[Bug rtl-optimization/93165] avoidable 2x penalty on unpredicted overwrite

2020-01-21 Thread marxin at gcc dot gnu.org
https://gcc.gnu.org/bugzilla/show_bug.cgi?id=93165

Martin Liška  changed:

   What|Removed |Added

 Status|UNCONFIRMED |NEW
   Last reconfirmed||2020-01-21
 Ever confirmed|0   |1

[Bug rtl-optimization/93165] avoidable 2x penalty on unpredicted overwrite

2020-01-09 Thread ncm at cantrip dot org
https://gcc.gnu.org/bugzilla/show_bug.cgi?id=93165

--- Comment #7 from ncm at cantrip dot org ---
(In reply to Richard Biener from comment #6)
> (In reply to Andrew Pinski from comment #4)
> > (In reply to Alexander Monakov from comment #3)
> > > So perhaps an unpopular opinion, but I'd say a
> > > __builtin_branchless_select(c, a, b) (guaranteed to live throughout
> > > optimization pipeline as a non-branchy COND_EXPR) is badly missing.
> > 
> > I am going to say otherwise.  Many of the time conditional move is faster
> > than using a branch; even if the branch is predictable (there are a few
> > exceptions) on most non-Intel/AMD targets.  This is because the conditional
> > move is just one cycle and only a "predictable" branch is one cy`le too.
> 
> The issue with a conditional move is that it adds a data dependence while
> branches are usually speculated and thus have zero overhead in the execution
> stage.  The extra dependence can easily slow things down dependent on the
> (three!) instructions feeding the conditional move (condition, first and
> second source).  This is why well-predicted branches are often so much
> faster.
> 
> > It is even worse when doing things like:
> > if (a && b)
> > where on aarch64, this can be done using only one cmp followed by one ccmp.
> > NOTE on PowerPC, you could use in theory crand/cror (though this is not done
> > currently and I don't know if they are profitable in any recent design).
> > 
> > Plus aarch64 has conditional add and a few other things which improve the
> > idea of a conditional move.
> 
> I can see conditional moves are almost always a win on less
> pipelined/speculative implementations.

Nobody wants a change that makes code slower on our pipelined/
speculative targets, but this is a concrete case where code is 
already made slower. If the code before optimization has no 
branch, as in the case of "a = (m & b)|(~m & c)", we can be 
certain that replacing it with a cmov does not introduce any 
new data dependence.

Anyway, for the case of ?:, where cmov would replace a branch, 
Gcc is already happy to substitute a cmov instruction. Gcc just 
refuses to put in a second cmov, after it, for no apparent reason.

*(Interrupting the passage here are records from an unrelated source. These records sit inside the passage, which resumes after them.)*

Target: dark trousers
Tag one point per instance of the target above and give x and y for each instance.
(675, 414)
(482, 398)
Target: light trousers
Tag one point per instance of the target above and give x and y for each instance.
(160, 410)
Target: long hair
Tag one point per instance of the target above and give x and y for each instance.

[Bug rtl-optimization/93165] avoidable 2x penalty on unpredicted overwrite

2020-01-09 Thread rguenth at gcc dot gnu.org
https://gcc.gnu.org/bugzilla/show_bug.cgi?id=93165

--- Comment #6 from Richard Biener  ---
(In reply to Andrew Pinski from comment #4)
> (In reply to Alexander Monakov from comment #3)
> > So perhaps an unpopular opinion, but I'd say a
> > __builtin_branchless_select(c, a, b) (guaranteed to live throughout
> > optimization pipeline as a non-branchy COND_EXPR) is badly missing.
> 
> I am going to say otherwise.  Many of the time conditional move is faster
> than using a branch; even if the branch is predictable (there are a few
> exceptions) on most non-Intel/AMD targets.  This is because the conditional
> move is just one cycle and only a "predictable" branch is one cyle too.

The issue with a conditional move is that it adds a data dependence while
branches are usually speculated and thus have zero overhead in the execution
stage.  The extra dependence can easily slow things down dependent on the
(three!) instructions feeding the conditional move (condition, first and
second source).  This is why well-predicted branches are often so much
faster.

> It is even worse when doing things like:
> if (a && b)
> where on aarch64, this can be done using only one cmp followed by one ccmp.
> NOTE on PowerPC, you could use in theory crand/cror (though this is not done
> currently and I don't know if they are profitable in any recent design).
> 
> Plus aarch64 has conditional add and a few other things which improve the
> idea of a conditional move.

I can see conditional moves are almost always a win on less
pipelined/speculative implementations.

[Bug rtl-optimization/93165] avoidable 2x penalty on unpredicted overwrite

2020-01-06 Thread ncm at cantrip dot org
https://gcc.gnu.org/bugzilla/show_bug.cgi?id=93165

--- Comment #5 from ncm at cantrip dot org ---
(In reply to Alexander Monakov from comment #3)
> The compiler has no way of knowing ahead of time that you will be evaluating
> the result on random data; for mostly-sorted arrays branching is arguably
> preferable.
> 
> __builtin_expect_with_probability is a poor proxy for unpredictability: a
> condition that is true every other time leads to a branch that is both very
> predictable and has probability 0.5.

If putting it in made my code slower, I would take it back out. The only value
it has is if it changes something. If it doesn't improve matters, I need to try
something else. For it to do nothing helps nobody.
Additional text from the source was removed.